A concluding thought:  if enough people buy my book, the publisher might publish a second edition, and then I'll be able to correct this misinformation.  

Monday, July 3, 2023

What’s the matter with college graduates?

 Traditionally, more educated people were more likely to vote for conservative parties, even if you adjusted for income, but this relationship has weakened or reversed in many nations, including the United States.  The usual explanation for this change is more educated people are more conservative on economic issues, but more liberal on “social issues," so changes in voting pattern reflect changes in the relative importance of economic and social issues.   To quote David Leonhardt, “people vote based less on their income and more on their cultural attitudes.”  
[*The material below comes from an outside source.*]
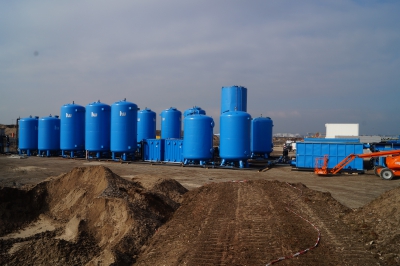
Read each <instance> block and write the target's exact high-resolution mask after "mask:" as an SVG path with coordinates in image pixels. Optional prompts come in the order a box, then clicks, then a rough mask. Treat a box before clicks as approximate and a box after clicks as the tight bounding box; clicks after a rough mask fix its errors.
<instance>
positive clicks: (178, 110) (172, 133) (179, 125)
mask: <svg viewBox="0 0 400 266" xmlns="http://www.w3.org/2000/svg"><path fill="white" fill-rule="evenodd" d="M160 115H161V138H162V139H173V138H175V139H179V138H181V129H182V113H181V111H179V110H178V109H176V108H175V107H171V108H169V109H166V110H164V111H162V112H161V114H160Z"/></svg>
 But there’s another possible explanation of the shift that hasn’t gotten much attention:  maybe the relationship between education and economic opinions is changing.  I considered this possibility in a paper that I presented last week at the World Congress of Sociology using data from a large number of nations included in the World Values Survey.  I considered four questions—whether incomes should be made more equal, whether government ownership of business should be increased, whether the government should take more responsibility for caring for people, and whether competition is bad because it brings out the worst in people—and computed the difference between the opinions of university graduates and others, adjusting for income (and a few other variables).  The figure shows the association of higher education with the sum of opinions on the four questions:


The horizontal red line indicates no difference:  below that line means more educated people are more conservative than less educated people, above means they are to the left of less educated people.  The relationship seems to change with per-capita GDP:  in poorer nations, university graduates are to the right of other people on these issues, but in more affluent nations, they are generally to the left.   (This relationship does not hold in the formerly socialist nations). 
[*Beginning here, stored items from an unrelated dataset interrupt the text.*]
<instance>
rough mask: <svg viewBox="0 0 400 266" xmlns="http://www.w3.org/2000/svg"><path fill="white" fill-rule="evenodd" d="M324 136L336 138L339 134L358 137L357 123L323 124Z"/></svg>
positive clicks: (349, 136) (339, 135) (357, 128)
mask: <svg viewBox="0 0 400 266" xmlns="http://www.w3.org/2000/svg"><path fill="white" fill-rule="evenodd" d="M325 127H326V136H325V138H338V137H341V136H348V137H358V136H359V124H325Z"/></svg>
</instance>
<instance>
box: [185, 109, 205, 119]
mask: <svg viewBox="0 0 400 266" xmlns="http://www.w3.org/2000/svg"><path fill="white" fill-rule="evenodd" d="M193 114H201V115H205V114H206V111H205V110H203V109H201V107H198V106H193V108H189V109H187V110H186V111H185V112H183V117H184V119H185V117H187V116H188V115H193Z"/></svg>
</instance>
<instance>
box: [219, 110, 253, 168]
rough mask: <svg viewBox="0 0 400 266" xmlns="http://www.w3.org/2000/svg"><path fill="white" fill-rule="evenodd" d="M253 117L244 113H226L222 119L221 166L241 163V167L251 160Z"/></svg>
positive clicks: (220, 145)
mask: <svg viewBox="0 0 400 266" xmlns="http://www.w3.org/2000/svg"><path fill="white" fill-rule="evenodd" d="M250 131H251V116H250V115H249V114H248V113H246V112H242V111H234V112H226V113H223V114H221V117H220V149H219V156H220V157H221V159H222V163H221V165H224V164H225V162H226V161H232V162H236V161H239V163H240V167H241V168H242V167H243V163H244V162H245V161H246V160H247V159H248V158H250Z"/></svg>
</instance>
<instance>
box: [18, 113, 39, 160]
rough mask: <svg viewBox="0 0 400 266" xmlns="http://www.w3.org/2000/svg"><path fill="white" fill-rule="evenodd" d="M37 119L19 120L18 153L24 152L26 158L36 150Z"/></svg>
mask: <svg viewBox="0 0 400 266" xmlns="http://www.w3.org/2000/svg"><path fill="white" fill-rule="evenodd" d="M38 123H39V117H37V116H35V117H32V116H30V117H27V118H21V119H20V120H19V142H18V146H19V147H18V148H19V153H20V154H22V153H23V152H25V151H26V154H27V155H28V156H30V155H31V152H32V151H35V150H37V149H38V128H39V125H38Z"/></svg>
Of course, the affluent nations differ from the poorer nations in a number of ways:  most obviously, they are generally in Western Europe or were settled by people from Western Europe.  So a cross-sectional relationship between per-capita GDP and the direction of opinion could reflect enduring cultural differences rather than affluence.  Fortunately, the WVS has included these questions since 1990, so it’s possible to see if the relationship has changed over the last 30 years.  Here are the changes, adjusting for differences in the nations included in different waves.  The zero point is the differences in 1990–positive values mean more leftward (or less rightward) differences relative to 1990.


For three of the four questions, the “education gap” has moved to the left--for competition, there hasn't been any clear change.  The move is pretty steady, although there seems to be some short-term variation (between the first and second waves, there was no change, or maybe even a small rightward change).  
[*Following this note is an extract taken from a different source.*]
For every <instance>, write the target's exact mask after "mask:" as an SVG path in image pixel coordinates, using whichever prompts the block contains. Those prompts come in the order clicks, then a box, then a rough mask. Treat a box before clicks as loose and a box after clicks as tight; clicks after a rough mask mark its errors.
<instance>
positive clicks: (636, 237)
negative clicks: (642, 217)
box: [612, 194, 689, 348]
So it seems that there’s something about “modernization” or economic development that leads to a change in the relationship between education and economic views.  What might that be?  One possibility is that affluence does increase the importance of "values" relative to immediate self-interest, but that economic opinions reflect mix of self-interest and values rather than immediate self-interest.  That is, educated people become more willing to help the poor even if that might increase their taxes, and less educated people become more willing to refuse a "handout" even if they would benefit.   Robert Lane proposed that freedom and equality were core principles of modern society, and although almost everyone accepts them in a general way, more educated people are more likely to apply them consistently--as a result, people in "the professional class" were more likely to be consistent egalitarians than people in the working class.  I think he may have been on to something.